The 2 Unexpected Types of Training that You Should be Prioritizing

The past 18 months have upended a number of business practices, and often in a good way. Many companies are looking at training as one of these areas and considering what will work for their now hybrid team. But what kind of training really matters to your employees and to the overall success of your company? Here are two types of training that you should definitely be prioritizing, and they may not be what you expect!

Technology training

What’s not surprising is that your company and team are more heavily dependent on technology than ever before. How many new apps, chat tools, and other systems did you roll out in the past 18 months? What is surprising, however, is how many employees are not using them effectively or at all.

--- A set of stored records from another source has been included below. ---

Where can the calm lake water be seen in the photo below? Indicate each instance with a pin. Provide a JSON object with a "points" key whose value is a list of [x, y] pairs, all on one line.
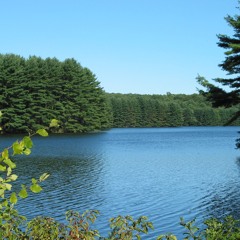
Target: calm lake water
{"points": [[163, 173]]}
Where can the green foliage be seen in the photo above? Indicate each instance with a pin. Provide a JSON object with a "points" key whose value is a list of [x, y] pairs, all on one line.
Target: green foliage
{"points": [[128, 228], [226, 97], [171, 110], [34, 90], [13, 226]]}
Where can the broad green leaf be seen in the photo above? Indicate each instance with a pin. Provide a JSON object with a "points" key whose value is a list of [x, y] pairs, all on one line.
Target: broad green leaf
{"points": [[13, 198], [34, 181], [5, 154], [36, 188], [10, 163], [27, 151], [13, 177], [23, 193], [43, 177], [54, 123], [2, 168], [9, 171], [27, 142], [17, 148], [42, 132], [8, 186]]}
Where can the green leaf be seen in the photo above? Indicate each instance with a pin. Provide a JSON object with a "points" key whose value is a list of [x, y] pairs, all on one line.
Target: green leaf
{"points": [[27, 151], [27, 142], [2, 191], [54, 123], [10, 163], [23, 193], [13, 198], [43, 177], [9, 171], [34, 181], [2, 168], [13, 177], [17, 148], [5, 154], [42, 132], [35, 188], [8, 186]]}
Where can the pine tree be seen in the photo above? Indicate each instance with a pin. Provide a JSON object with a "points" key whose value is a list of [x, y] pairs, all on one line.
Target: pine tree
{"points": [[217, 95]]}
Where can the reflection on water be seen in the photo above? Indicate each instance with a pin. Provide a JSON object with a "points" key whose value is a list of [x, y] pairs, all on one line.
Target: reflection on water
{"points": [[162, 173]]}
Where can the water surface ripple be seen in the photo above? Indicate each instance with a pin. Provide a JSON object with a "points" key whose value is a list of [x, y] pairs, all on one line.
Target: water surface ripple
{"points": [[163, 173]]}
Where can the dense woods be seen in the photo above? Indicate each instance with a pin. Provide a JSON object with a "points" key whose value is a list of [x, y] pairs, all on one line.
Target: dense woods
{"points": [[33, 91], [170, 110]]}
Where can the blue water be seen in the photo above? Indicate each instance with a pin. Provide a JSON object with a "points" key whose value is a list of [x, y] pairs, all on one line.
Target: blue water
{"points": [[162, 173]]}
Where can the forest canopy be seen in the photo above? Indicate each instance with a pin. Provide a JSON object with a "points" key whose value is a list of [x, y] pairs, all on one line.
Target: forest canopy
{"points": [[34, 90]]}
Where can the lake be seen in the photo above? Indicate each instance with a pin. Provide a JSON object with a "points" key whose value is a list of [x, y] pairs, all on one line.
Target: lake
{"points": [[162, 173]]}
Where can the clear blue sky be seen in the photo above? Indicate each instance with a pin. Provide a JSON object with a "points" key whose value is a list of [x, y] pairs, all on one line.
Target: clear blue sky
{"points": [[132, 46]]}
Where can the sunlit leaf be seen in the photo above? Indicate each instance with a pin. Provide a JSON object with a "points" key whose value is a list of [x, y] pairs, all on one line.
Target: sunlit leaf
{"points": [[13, 177], [5, 154], [43, 177], [2, 191], [10, 163], [34, 181], [42, 132], [13, 198], [8, 186], [23, 193], [27, 151], [17, 148], [54, 123], [27, 142], [2, 168], [36, 188]]}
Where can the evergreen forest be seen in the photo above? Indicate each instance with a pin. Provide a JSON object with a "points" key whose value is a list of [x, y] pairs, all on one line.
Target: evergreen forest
{"points": [[34, 90]]}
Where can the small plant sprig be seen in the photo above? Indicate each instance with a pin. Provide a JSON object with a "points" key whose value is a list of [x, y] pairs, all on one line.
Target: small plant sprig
{"points": [[10, 220]]}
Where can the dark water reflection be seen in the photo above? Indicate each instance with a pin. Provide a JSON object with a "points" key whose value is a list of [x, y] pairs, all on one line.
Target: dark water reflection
{"points": [[162, 173]]}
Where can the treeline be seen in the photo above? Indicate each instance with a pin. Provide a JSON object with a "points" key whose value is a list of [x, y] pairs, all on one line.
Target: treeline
{"points": [[34, 90], [170, 110]]}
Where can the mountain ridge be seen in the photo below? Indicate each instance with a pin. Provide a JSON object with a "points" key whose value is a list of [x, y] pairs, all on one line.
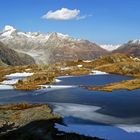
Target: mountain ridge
{"points": [[51, 47]]}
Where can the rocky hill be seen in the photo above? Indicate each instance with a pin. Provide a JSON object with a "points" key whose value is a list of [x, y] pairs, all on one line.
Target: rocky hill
{"points": [[50, 47], [11, 57], [131, 48]]}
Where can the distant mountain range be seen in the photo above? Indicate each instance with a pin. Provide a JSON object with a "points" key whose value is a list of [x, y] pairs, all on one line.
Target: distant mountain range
{"points": [[13, 58], [50, 47], [131, 48], [55, 47]]}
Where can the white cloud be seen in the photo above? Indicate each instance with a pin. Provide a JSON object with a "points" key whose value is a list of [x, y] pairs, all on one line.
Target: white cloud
{"points": [[64, 14]]}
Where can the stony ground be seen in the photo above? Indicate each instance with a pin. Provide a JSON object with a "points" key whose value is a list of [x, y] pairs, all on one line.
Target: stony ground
{"points": [[32, 122]]}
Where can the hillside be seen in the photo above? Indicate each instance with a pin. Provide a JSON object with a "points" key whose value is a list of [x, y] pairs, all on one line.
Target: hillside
{"points": [[131, 48], [13, 58]]}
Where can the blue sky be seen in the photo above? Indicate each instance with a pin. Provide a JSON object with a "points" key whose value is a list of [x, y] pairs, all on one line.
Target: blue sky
{"points": [[104, 21]]}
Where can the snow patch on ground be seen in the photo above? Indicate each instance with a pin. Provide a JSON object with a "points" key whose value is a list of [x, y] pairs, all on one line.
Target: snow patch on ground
{"points": [[87, 61], [96, 72], [57, 80], [13, 79]]}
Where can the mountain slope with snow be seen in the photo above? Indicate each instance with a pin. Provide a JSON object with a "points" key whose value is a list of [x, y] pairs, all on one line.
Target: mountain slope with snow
{"points": [[13, 58], [131, 48], [50, 47]]}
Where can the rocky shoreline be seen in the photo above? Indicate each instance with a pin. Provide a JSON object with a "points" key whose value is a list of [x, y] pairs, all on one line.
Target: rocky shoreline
{"points": [[32, 122]]}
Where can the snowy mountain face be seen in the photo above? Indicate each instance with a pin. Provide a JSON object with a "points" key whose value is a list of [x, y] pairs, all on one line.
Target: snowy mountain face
{"points": [[50, 47], [110, 47], [131, 48]]}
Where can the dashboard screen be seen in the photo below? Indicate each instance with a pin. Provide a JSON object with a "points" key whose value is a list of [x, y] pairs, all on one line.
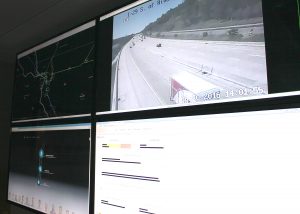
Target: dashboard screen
{"points": [[49, 168], [222, 163]]}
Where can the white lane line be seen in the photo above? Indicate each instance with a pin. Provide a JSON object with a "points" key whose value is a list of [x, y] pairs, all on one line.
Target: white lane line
{"points": [[149, 85]]}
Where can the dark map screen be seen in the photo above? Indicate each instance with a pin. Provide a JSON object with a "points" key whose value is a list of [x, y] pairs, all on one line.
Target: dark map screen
{"points": [[56, 80], [49, 168]]}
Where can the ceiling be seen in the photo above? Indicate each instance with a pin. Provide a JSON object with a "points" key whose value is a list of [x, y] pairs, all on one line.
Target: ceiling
{"points": [[24, 24]]}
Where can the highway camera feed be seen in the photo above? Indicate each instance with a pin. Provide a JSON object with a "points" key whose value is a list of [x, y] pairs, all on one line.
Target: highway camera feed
{"points": [[168, 52]]}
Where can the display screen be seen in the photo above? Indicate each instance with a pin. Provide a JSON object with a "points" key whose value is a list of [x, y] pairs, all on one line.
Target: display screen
{"points": [[178, 52], [49, 168], [223, 163], [55, 79], [168, 53]]}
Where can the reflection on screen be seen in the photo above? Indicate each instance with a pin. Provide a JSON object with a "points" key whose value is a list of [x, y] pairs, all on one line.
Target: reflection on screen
{"points": [[169, 52], [227, 163], [49, 168]]}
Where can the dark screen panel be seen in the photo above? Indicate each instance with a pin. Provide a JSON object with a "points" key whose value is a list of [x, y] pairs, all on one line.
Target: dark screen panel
{"points": [[49, 168], [56, 79]]}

Most staff will adapt relatively quickly and figure out how to maneuver with (or around) these new tools, but there are likely more than a few who are quietly struggling, at best, or down right avoiding these new systems. This can have a quiet but distinct impact on the day to day productivity and success of your team. But with everyone so spread out, it’s also an easy indicator to miss!

One way to make sure staff get the help they need with new tools is to provide smaller sessions as a follow up to the initial onboarding. This could take the form of on-demand recorded sessions (perfect for those who may be reluctant to speak up) or small groups formed around common challenges or training modules. However you chose to implement it, smaller, focused, sessions are essential for those employees who may need more hand holding to feel confident with new technology.

Learning and Development

At the other end of the training spectrum is the all-encompassing learning and development category. It can often feel like an afterthought when there are so many other pressing day-to-day skills to train, but opportunity for growth is one of the top requests of employees when it comes to development. In fact, 94% say they would stay longer at their company if this type of training was provided (check out the LinkedIn Learning report for more details)  However, what may surprise you is that only about 1% of employees actually have time or access to this type of development as part of the normal workweek according to Deloitte’s Leading in Learning report. Those aren’t great odds.

So how do you make learning and development part of your hybrid team’s ongoing training? And without it becoming a burden to you as a leader?

First, consider that this type of training is not always associated with a job change.  It can also simply be professional development, adjacent or related to the primary function of each employee. And yes, while this type of training will aid in career advancement, as it should, by disassociated the training from a specific job move, you are able to focus solely on each individual’s betterment, especially if you don’t have any promotions on the horizon.

As a starting point, survey your team to see what areas are of interest to them (Excel 101 always seems to show up on this list!) and then form small groups around common themes. You can even empower the group to seek out their own free resources for training and collaboration so that this is not an added to-do on your list. Encourage them to have weekly or monthly small group sessions, perhaps with a rotating leader and a quarterly check in with you on progress. By doing this, you create not only the environment for growth, but also in a way that is easy to implement.

There are dozens of other areas of training that are undoubtedly important to your company, but by focusing on these two pillars you span the entire spectrum: from day-to-day job functionality to long term loyalty and morale of employees. And we think that is a pretty good place to start.